La rascasse qui vole
Description d’un poisson envahissant, la rascasse volante, qui s’installe dans les Antilles et en Méditerranée.
Des ailes épineuses
Dans le monde sous-marin du piquant se trouve un magnifique poisson qui sème la terreur dans les eaux tropicales : la rascasse volante (ou poisson lion selon l’envie). Au passage, il ne faut pas parler de « la » rascasse volante mais plutôt « des » rascasses volantes. En effet, au moins trois espèces, que nous pouvons distinguer par leur nom scientifique, sévissent dans les eaux tropicales françaises : Pterois volitans, Pterois miles et Pterois radiata.

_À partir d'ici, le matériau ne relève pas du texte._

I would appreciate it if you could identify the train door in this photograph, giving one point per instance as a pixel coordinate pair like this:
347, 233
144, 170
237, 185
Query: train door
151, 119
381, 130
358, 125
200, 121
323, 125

Leur nom de « rascasse volante » provient de leurs longues nageoires dorsales et pectorales radiées qui ressemblent à des ailes, ainsi qu’à leur nage lente, voire planante, à proximité du fond. Ces appendices gracieux ne sont cependant pas là par simple caprice esthétique. Ces nageoires sont constituées d’épines, chacune disposant de sa glande de venin à sa base. Pas touche donc si vous croisez la gracieuse bestiole sous l’eau !
Des vagabondes indésirables
A la base, nos belles rascasses croisent dans les eaux tropicales de l’Indo-Pacifique et de la Mer Rouge. Seulement, deux événements relativement récents vont venir bouleverser leur aire de répartition.

Le premier est l’ouverture du nord de la Mer Rouge avec le creusement du canal de Suez. Cela donne l’opportunité à de nombreuses espèces marines de s’expatrier en Méditerranée. Ces espèces sont qualifiées de « lessepsiennes » d’après le nom de l’architecte du canal : Ferdinand de Lesseps. Dans le tas, il y a la rascasse volante. Elle s’implante de plus en plus dans la partie orientale de la Méditerranée. Il y a même eu des observations dans l’Adriatique et sur la Côte d’Azur.
Le second événement se déroule dans les Antilles en août 1992 avec plusieurs individus de P. volitans et P. miles qui se retrouvent dans la nature suite à l’endommagement d’un aquarium de Floride lors de l’ouragan Andrew. Au fil des années, la répartition de l’espèce se développe vers le sud des Antilles. Les premières observations sont ainsi faites en 2011 en Martinique et en Guadeloupe.

En arrivant dans une nouvelle aire géographique, la rascasse volante peut devenir une espèce encombrante capable de remanier une partie des écosystèmes côtiers. D’une part, elle consomme de grandes quantités de poissons, dont les juvéniles de certaines espèces indigènes. D’autre part, la rascasse volante a peu de prédateurs (principalement certaines murènes et les poissons flûte). En résulte un casse tête de gestion localement pour préserver les écosystèmes coralliens des Antilles déjà mis à mal par le changement climatique et les activités humaines.